If one word could describe the last month, it would be "hustle". The May workload on the farm is very heavy, but the urgency of the tasks are heightened by the fact that everything is finicky at this time of year. Transplants are fragile, newly seeded crops need ideal conditions for germination, and weather is erratic, ranging from freezing to plus 30 C. With conditions like this, it seems every crop has teetered on the edge of life at some point. The rewarding part is to see that our plots have really come alive in this last month, and now that the weather is stabilizing, the crops are beginning to settle in comfortably.
Amid all of the hustling, there have been some highs and lows. On the positive side, our onion and potato crops are looking really healthy and we have had success with some really early crops of snap peas, beets, and carrots. Well that is until the cutworms ate the carrots. Each of these crops required a few special tricks and extra energy to get ahead of the game, but they are really flying now. You can see the peas already climbing the trellis in the photo below from last week.

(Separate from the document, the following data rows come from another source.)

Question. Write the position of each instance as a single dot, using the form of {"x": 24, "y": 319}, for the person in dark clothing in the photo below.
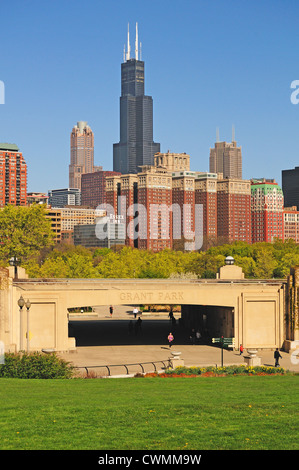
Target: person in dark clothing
{"x": 277, "y": 356}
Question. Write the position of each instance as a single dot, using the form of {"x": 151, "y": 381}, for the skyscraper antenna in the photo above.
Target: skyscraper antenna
{"x": 128, "y": 45}
{"x": 136, "y": 43}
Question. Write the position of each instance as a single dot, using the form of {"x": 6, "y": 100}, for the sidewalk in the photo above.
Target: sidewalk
{"x": 107, "y": 342}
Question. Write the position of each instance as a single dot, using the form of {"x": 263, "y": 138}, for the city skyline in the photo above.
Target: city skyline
{"x": 221, "y": 73}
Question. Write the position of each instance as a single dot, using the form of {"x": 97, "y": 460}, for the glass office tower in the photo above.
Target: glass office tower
{"x": 136, "y": 146}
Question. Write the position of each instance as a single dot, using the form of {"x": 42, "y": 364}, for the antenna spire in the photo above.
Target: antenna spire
{"x": 128, "y": 45}
{"x": 136, "y": 43}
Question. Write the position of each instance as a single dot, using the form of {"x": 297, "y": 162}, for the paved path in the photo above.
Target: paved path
{"x": 102, "y": 341}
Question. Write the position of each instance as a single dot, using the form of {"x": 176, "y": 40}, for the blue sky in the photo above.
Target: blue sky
{"x": 208, "y": 64}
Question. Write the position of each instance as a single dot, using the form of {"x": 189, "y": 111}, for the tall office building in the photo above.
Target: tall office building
{"x": 290, "y": 187}
{"x": 267, "y": 211}
{"x": 13, "y": 176}
{"x": 64, "y": 197}
{"x": 226, "y": 159}
{"x": 233, "y": 210}
{"x": 136, "y": 146}
{"x": 82, "y": 153}
{"x": 206, "y": 194}
{"x": 93, "y": 188}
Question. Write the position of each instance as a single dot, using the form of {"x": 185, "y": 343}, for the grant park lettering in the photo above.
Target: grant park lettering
{"x": 144, "y": 297}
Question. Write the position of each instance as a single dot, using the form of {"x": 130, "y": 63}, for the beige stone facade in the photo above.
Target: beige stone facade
{"x": 257, "y": 313}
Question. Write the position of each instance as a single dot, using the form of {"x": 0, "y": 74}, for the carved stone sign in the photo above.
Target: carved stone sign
{"x": 144, "y": 297}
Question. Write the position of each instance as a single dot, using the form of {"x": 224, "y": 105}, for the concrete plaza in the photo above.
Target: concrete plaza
{"x": 105, "y": 341}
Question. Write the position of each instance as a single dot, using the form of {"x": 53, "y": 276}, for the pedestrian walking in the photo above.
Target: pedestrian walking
{"x": 170, "y": 339}
{"x": 135, "y": 312}
{"x": 277, "y": 356}
{"x": 192, "y": 336}
{"x": 198, "y": 336}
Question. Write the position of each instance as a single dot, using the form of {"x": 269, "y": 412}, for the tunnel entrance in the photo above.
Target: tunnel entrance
{"x": 211, "y": 321}
{"x": 190, "y": 324}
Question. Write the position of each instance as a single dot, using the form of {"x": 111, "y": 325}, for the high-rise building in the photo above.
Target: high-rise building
{"x": 156, "y": 217}
{"x": 136, "y": 146}
{"x": 233, "y": 210}
{"x": 226, "y": 159}
{"x": 267, "y": 205}
{"x": 13, "y": 176}
{"x": 206, "y": 194}
{"x": 64, "y": 197}
{"x": 290, "y": 187}
{"x": 172, "y": 161}
{"x": 291, "y": 223}
{"x": 82, "y": 153}
{"x": 93, "y": 188}
{"x": 183, "y": 200}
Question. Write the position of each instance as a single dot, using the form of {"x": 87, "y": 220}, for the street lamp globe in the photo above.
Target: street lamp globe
{"x": 21, "y": 302}
{"x": 229, "y": 260}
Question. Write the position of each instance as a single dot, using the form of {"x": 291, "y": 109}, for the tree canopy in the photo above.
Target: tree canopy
{"x": 260, "y": 260}
{"x": 24, "y": 232}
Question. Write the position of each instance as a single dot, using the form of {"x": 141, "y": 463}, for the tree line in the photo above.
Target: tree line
{"x": 26, "y": 233}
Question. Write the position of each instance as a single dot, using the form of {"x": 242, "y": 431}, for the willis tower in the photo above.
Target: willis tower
{"x": 136, "y": 146}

The lows have been mostly on account of the cutworm. The cutworm is the larvae of a moth that hides in the soil during the day and comes out at night to feed. Plants can generally recover from a few holes in their leaves, but what cutworms really like to do is wrap their bodies around the base of a plant and chew right through the whole stem, ending its life. The photo below shows a cutworm in my hand and a new tomato transplant in the background. We have lost about 25% of our tomatoes, 75% of our early crop of carrots, and 10% of our squash to these little critters and have been busy replanting to fill in the gaps. We are also now experimenting with some plant protection strategies. If you ever find evidence of cutworms in your garden, don't underestimate how much damage they can inflict. Thankfully, they are only present at one of our plots.